I’ve always been a great reader of parenting books.
I remember reading one book that argued forcefully for ‘positive parenting’. The central message was this: ‘If you only pay attention to positive behaviours in your children, they alone will be reinforced, and the behaviours you don’t like will steadily disappear.’
At the time I was in my early thirties with two little boys. I retold the message to my husband Martin and my mother — how exciting it would be to be able to drop the discipline and just focus on the good things!
‘In my experience, if you ignore children who are behaving badly they will scale up their behaviour until you do notice,’ advised my mother.

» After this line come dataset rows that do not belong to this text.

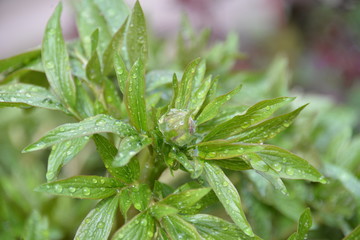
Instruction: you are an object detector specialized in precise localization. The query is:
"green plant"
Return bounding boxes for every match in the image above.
[0,0,356,239]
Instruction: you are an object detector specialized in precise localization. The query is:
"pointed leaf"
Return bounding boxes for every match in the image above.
[46,137,89,182]
[124,60,148,131]
[175,58,201,109]
[205,97,294,140]
[113,135,152,167]
[197,140,262,159]
[74,196,118,240]
[183,214,260,240]
[41,3,76,107]
[257,145,326,183]
[205,162,254,236]
[35,176,124,199]
[196,85,242,125]
[0,83,67,112]
[161,215,202,240]
[23,114,135,152]
[112,212,155,240]
[93,134,140,183]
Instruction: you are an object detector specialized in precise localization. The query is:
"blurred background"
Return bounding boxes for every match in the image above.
[0,0,360,240]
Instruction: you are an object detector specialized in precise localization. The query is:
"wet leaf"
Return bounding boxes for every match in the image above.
[74,196,118,240]
[41,3,76,107]
[0,83,67,112]
[46,137,89,181]
[112,212,155,240]
[35,176,125,199]
[23,114,135,152]
[205,162,254,236]
[196,85,242,125]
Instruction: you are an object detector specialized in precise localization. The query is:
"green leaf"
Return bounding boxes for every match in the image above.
[93,0,130,34]
[159,188,211,211]
[24,210,50,240]
[112,212,155,240]
[93,134,140,183]
[74,196,118,240]
[114,53,129,94]
[121,1,148,66]
[119,188,132,222]
[86,51,103,84]
[205,97,294,140]
[205,162,254,237]
[130,184,152,211]
[196,85,242,125]
[41,3,76,107]
[343,225,360,240]
[124,60,148,131]
[250,145,326,183]
[183,214,259,240]
[161,215,202,240]
[288,208,312,240]
[23,114,136,152]
[113,135,152,167]
[46,137,89,181]
[0,49,41,73]
[0,83,67,112]
[175,58,201,109]
[76,0,111,57]
[35,176,124,199]
[149,203,179,220]
[197,140,262,160]
[189,75,212,116]
[230,105,306,143]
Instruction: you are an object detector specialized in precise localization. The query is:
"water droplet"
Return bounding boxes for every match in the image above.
[82,187,90,196]
[285,167,294,176]
[96,222,105,229]
[55,184,62,193]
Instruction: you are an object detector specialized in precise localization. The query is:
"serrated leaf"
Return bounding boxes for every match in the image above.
[161,215,202,240]
[183,214,260,240]
[189,75,212,116]
[114,53,129,94]
[113,135,152,167]
[119,188,132,222]
[23,114,136,152]
[175,58,201,109]
[93,0,130,34]
[124,59,148,131]
[230,105,306,143]
[41,3,76,107]
[74,196,118,240]
[255,145,326,183]
[46,137,89,181]
[159,188,211,211]
[24,210,50,240]
[149,203,179,220]
[205,97,294,140]
[35,176,125,199]
[197,140,262,160]
[112,212,155,240]
[0,83,67,112]
[93,134,140,183]
[0,49,41,73]
[130,184,152,211]
[205,162,254,237]
[76,0,111,57]
[288,208,312,240]
[343,225,360,240]
[196,85,242,125]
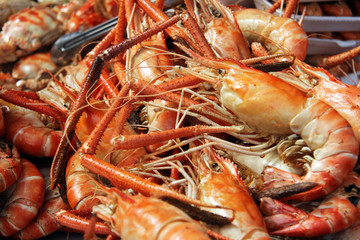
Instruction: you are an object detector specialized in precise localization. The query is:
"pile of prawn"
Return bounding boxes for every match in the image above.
[0,0,360,240]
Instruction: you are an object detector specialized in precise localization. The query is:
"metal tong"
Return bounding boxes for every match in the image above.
[50,17,117,64]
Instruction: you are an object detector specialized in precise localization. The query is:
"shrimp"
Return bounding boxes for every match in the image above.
[0,7,62,64]
[296,60,360,142]
[234,9,308,61]
[125,3,183,152]
[193,147,271,240]
[11,52,57,79]
[11,168,70,240]
[0,159,45,237]
[93,188,210,240]
[176,44,359,200]
[1,99,62,157]
[260,173,360,237]
[0,0,36,27]
[185,0,251,60]
[0,139,22,192]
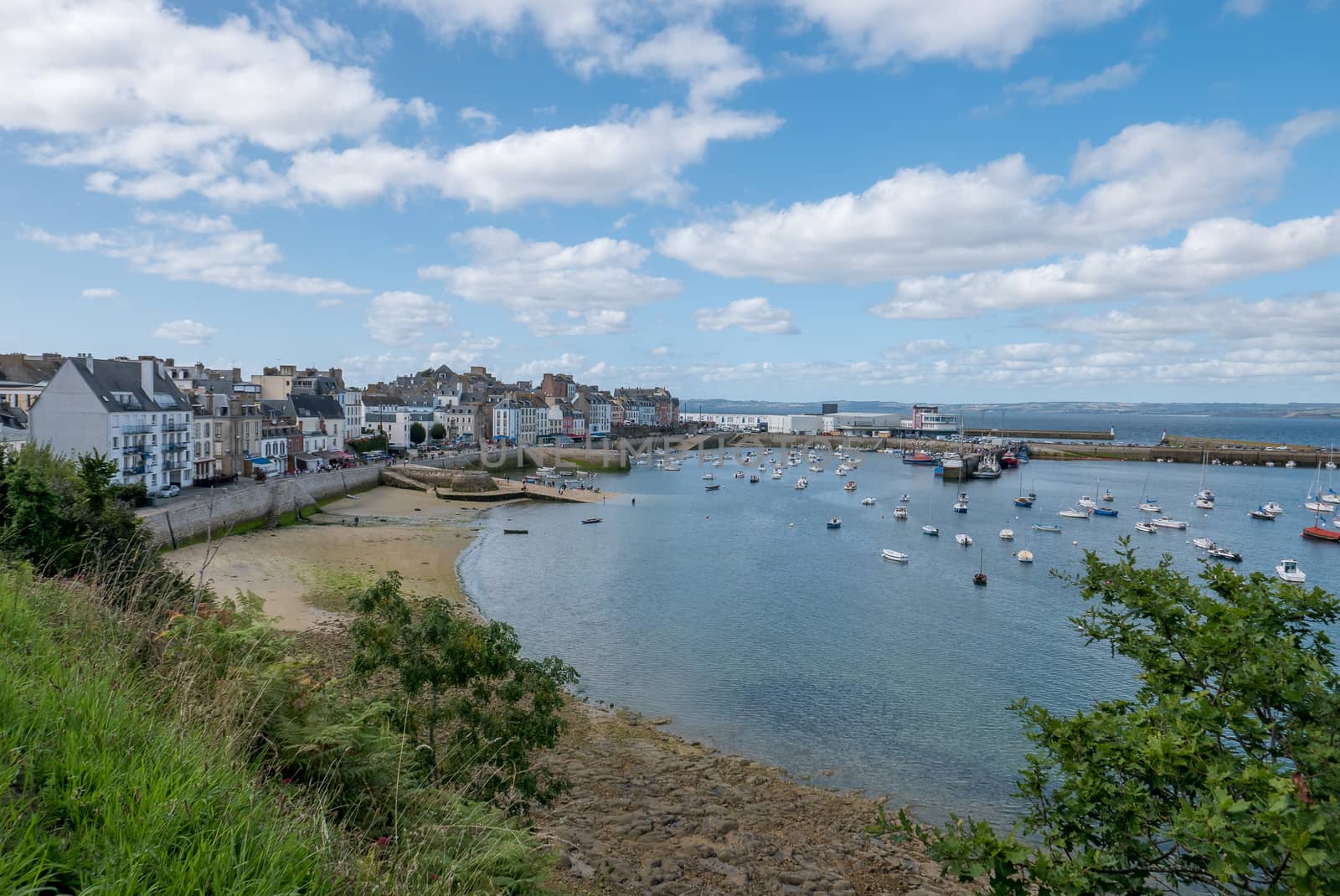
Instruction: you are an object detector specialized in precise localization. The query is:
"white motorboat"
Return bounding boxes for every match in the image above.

But I ignored her. Perhaps I had already internalised the message that I should only pay attention to what I wanted to see and hear?
We started our new parenting approach at breakfast the following day. Tim (four and a half years old) did not like to sit at the table to eat. In fact, he did not even really like to eat. He appeared at the doorway and slowly approached the breakfast table. Martin and I beamed at him approvingly. Tim reached the table only to promptly duck under it and drop to the floor beneath.

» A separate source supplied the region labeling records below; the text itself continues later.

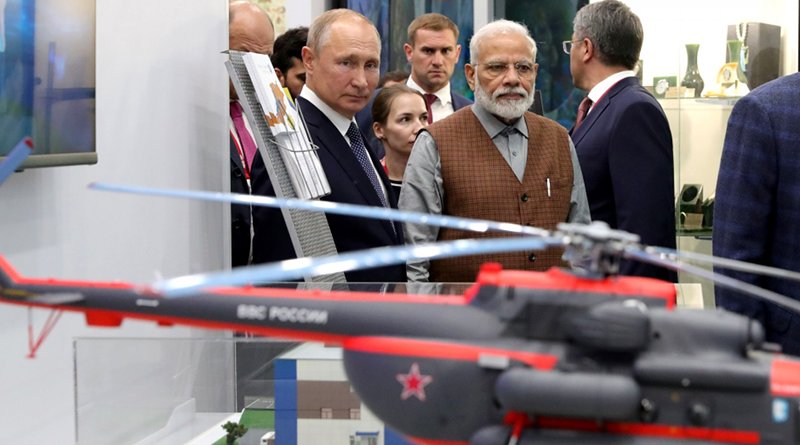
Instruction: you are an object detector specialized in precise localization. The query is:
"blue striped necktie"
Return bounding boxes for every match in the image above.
[347,122,389,207]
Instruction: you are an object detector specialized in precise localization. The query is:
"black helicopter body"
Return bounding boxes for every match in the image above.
[0,258,800,445]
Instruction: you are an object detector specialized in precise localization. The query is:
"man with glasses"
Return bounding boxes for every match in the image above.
[398,20,589,282]
[564,0,676,281]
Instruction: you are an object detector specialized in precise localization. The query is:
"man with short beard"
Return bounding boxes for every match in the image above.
[398,20,590,282]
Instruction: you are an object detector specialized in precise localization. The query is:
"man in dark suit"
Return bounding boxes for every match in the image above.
[564,0,677,281]
[228,0,275,267]
[253,9,405,282]
[356,13,472,158]
[713,73,800,355]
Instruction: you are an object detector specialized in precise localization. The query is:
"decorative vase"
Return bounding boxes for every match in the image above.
[681,43,705,97]
[725,40,748,84]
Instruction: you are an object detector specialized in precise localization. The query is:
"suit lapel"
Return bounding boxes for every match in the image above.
[297,97,388,207]
[230,134,244,174]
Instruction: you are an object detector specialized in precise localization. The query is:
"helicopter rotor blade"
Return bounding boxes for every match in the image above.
[152,236,564,297]
[623,247,800,313]
[89,182,551,237]
[94,182,800,312]
[644,246,800,281]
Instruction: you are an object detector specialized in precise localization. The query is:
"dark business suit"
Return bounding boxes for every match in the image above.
[570,77,677,281]
[253,97,406,282]
[713,74,800,355]
[356,88,472,159]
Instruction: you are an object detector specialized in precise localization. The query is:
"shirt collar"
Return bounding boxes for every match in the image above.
[589,70,636,104]
[300,85,353,136]
[406,76,453,104]
[472,102,528,139]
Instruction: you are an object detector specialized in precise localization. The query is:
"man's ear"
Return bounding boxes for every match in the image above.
[580,37,595,63]
[302,46,315,73]
[464,63,475,91]
[403,43,414,63]
[275,68,286,87]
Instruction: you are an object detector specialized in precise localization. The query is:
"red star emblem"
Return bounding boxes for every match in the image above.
[396,363,433,402]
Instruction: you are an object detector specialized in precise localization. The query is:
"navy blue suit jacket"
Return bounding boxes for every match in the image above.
[253,97,406,282]
[570,77,677,281]
[713,74,800,355]
[356,88,472,159]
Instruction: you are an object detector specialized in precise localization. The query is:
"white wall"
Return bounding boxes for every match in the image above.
[0,0,228,444]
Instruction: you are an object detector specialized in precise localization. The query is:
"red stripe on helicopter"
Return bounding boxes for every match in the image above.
[464,263,676,309]
[769,359,800,397]
[537,418,761,445]
[343,337,558,370]
[405,436,469,445]
[209,286,466,306]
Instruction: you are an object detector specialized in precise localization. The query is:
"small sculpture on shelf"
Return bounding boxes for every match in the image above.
[681,43,705,97]
[706,40,750,97]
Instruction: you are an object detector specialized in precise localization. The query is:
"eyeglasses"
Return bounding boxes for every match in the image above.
[561,39,583,54]
[478,62,534,79]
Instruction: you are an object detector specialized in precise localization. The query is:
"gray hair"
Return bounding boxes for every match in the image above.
[306,9,381,52]
[469,19,536,65]
[573,0,644,69]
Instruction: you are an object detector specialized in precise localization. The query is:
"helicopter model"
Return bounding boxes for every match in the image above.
[0,187,800,445]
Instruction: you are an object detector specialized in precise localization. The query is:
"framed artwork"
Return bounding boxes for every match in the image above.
[253,0,286,37]
[0,0,97,168]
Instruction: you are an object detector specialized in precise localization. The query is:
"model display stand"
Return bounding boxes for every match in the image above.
[74,337,408,445]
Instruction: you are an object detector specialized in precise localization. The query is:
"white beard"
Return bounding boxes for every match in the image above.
[475,79,534,120]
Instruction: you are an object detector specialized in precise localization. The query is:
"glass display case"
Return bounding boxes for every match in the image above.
[625,0,798,307]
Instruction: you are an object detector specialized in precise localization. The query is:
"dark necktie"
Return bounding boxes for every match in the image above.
[347,122,389,207]
[575,97,592,130]
[231,102,258,172]
[423,93,436,124]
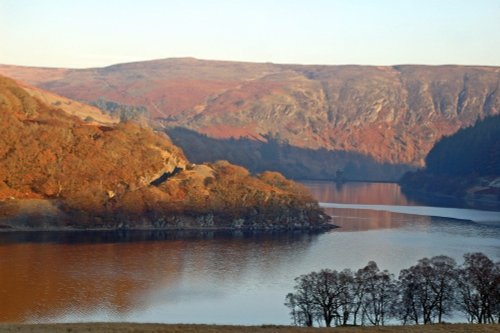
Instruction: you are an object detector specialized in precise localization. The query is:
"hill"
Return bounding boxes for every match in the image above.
[0,58,500,179]
[401,115,500,207]
[0,323,499,333]
[0,77,329,230]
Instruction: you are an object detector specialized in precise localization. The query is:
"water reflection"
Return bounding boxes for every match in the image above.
[304,181,432,232]
[0,232,317,322]
[0,182,500,325]
[304,181,417,206]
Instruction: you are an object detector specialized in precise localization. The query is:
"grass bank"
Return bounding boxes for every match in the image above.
[0,323,500,333]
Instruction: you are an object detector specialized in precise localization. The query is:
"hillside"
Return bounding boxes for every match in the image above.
[0,77,328,229]
[0,323,499,333]
[401,115,500,207]
[0,58,500,179]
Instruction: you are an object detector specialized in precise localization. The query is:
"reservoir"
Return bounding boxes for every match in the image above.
[0,181,500,325]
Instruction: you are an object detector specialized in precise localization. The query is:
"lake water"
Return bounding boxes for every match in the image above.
[0,182,500,324]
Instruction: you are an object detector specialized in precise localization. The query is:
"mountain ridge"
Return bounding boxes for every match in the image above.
[0,76,332,230]
[0,58,500,178]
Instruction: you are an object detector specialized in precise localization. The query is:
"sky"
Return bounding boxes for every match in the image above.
[0,0,500,68]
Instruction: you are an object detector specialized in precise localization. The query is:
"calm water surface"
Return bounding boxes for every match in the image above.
[0,182,500,324]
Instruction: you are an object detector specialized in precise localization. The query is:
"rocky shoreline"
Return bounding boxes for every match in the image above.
[0,199,336,232]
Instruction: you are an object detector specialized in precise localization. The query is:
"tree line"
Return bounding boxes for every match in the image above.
[285,253,500,327]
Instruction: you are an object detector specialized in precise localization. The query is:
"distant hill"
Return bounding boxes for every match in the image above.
[0,76,328,230]
[0,58,500,179]
[401,115,500,206]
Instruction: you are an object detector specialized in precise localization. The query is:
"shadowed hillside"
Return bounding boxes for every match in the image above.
[401,115,500,207]
[0,77,328,229]
[167,127,411,181]
[0,58,500,178]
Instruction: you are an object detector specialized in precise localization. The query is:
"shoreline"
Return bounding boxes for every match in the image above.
[0,223,339,234]
[0,323,500,333]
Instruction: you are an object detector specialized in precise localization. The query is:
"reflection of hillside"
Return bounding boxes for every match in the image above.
[303,181,431,231]
[325,208,431,232]
[304,181,415,205]
[0,233,315,322]
[167,127,412,180]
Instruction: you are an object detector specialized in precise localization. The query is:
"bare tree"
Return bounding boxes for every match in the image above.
[310,269,342,327]
[458,253,500,323]
[399,256,456,324]
[361,261,397,326]
[285,274,317,327]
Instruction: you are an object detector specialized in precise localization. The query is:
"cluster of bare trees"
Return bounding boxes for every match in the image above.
[285,253,500,327]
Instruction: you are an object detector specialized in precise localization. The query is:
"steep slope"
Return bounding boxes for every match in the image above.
[401,115,500,207]
[0,58,500,176]
[0,77,328,229]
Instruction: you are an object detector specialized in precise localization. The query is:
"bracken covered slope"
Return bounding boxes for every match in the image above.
[0,58,500,175]
[0,77,328,229]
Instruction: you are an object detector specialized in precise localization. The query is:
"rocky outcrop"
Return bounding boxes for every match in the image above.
[0,59,500,171]
[401,115,500,208]
[0,77,331,230]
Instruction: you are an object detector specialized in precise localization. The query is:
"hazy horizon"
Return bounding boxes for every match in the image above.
[0,0,500,68]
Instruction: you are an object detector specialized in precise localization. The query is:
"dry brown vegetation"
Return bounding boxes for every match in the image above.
[0,323,500,333]
[0,77,326,228]
[0,59,500,169]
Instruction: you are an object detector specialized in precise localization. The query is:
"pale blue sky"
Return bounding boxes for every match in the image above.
[0,0,500,67]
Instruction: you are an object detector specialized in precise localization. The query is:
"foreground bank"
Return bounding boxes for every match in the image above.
[0,323,500,333]
[0,77,329,230]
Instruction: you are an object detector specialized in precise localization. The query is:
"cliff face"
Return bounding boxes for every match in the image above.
[401,115,500,208]
[0,59,500,175]
[0,77,328,229]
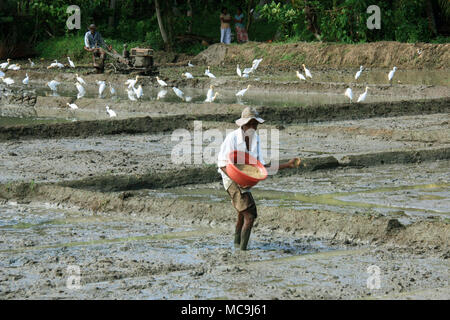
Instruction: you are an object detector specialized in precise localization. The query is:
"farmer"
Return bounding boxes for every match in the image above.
[234,7,248,43]
[217,107,300,250]
[84,24,112,73]
[220,7,231,44]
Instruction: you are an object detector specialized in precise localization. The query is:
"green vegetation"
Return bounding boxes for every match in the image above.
[0,0,450,60]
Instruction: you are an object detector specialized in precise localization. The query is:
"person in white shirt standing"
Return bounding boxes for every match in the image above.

Instead of asking him to sit and eat, we steadfastly ignored him and talked of other things. One little hand shot up to the edge of the table, and then another. I thought for a moment that he had capitulated and was going to swing himself out and eat with us. But then the hands began a dialogue, with the right having a deep growly voice and the left squeaking plaintively. It was quite clearly the story of Dad telling Tim to eat, and Tim resisting.

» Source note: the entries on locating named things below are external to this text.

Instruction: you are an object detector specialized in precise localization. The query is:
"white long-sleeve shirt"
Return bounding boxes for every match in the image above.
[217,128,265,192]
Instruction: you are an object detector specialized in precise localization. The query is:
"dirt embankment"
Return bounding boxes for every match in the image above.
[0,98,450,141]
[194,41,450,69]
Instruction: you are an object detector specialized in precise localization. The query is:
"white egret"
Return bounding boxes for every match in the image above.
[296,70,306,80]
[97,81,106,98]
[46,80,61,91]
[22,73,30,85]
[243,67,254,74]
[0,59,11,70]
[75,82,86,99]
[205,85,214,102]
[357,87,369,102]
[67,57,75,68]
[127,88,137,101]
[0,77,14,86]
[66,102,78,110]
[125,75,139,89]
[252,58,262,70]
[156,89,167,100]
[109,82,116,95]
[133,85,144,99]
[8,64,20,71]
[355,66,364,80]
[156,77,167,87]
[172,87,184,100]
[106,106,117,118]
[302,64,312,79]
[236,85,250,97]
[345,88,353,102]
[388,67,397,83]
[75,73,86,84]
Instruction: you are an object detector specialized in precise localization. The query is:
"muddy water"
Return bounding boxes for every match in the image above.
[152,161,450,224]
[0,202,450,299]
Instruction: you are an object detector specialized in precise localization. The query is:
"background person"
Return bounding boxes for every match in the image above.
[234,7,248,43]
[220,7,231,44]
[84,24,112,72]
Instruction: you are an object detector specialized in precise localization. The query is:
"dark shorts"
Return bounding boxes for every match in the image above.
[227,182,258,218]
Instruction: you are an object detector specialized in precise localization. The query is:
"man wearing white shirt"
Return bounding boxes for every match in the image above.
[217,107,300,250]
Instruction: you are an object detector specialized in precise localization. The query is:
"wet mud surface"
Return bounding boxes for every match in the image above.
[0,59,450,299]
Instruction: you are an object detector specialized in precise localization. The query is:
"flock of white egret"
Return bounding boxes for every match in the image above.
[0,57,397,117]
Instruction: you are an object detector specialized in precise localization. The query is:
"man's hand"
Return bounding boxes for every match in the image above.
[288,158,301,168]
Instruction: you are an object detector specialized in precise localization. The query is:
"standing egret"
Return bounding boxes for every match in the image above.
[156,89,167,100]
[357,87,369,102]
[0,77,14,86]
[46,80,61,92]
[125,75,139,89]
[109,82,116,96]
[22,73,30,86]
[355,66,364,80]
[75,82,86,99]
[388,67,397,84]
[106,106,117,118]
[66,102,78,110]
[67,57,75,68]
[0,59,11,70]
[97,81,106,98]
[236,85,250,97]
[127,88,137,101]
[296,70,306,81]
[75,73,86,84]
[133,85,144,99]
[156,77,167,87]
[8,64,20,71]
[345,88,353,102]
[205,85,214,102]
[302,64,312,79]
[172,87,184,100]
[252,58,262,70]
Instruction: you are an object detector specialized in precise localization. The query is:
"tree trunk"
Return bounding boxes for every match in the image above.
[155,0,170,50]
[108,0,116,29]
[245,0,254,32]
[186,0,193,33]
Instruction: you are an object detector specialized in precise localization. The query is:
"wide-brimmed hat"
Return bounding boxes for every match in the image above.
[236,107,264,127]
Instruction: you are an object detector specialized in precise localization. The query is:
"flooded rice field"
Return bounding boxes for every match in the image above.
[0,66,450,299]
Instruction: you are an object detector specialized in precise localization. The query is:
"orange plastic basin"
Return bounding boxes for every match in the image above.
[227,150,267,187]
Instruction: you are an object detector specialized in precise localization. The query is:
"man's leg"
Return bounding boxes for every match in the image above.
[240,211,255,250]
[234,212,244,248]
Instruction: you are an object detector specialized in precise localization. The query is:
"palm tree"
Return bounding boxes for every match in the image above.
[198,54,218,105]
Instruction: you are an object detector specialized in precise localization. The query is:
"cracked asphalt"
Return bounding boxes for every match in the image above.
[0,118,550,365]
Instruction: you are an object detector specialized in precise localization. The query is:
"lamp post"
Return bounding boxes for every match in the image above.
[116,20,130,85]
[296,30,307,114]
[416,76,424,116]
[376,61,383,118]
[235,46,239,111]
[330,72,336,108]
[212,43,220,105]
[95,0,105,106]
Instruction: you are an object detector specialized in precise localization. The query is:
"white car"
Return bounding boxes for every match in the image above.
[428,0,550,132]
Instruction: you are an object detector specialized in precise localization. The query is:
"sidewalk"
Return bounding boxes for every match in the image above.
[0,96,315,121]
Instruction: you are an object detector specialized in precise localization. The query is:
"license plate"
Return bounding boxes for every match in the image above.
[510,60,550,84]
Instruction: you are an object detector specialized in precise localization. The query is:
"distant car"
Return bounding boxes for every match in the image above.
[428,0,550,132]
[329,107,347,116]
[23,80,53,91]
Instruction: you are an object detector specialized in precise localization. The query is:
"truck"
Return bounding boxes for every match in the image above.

I could see Martin was going to say something about this and so I reminded him in a whisper of the new rule. ‘We only notice good behaviour.’ He did not look particularly happy about it — but he nodded his agreement.
The dialogue presently stopped and I could hear scuffling sounds under the table. Luckily I am constructed so that I can talk ceaselessly and I was able to give an excellent impression of ignoring these intriguing noises. However Martin was not performing well in the supporting role, and my attention was eventually caught by the expression on his face. He is hard to read at the best of times, but at that precise moment his expression was so utterly impassive — so wooden — that he would not have been out of place in a shop window display.
I was to find out later that Tim had been biting his leg at the time.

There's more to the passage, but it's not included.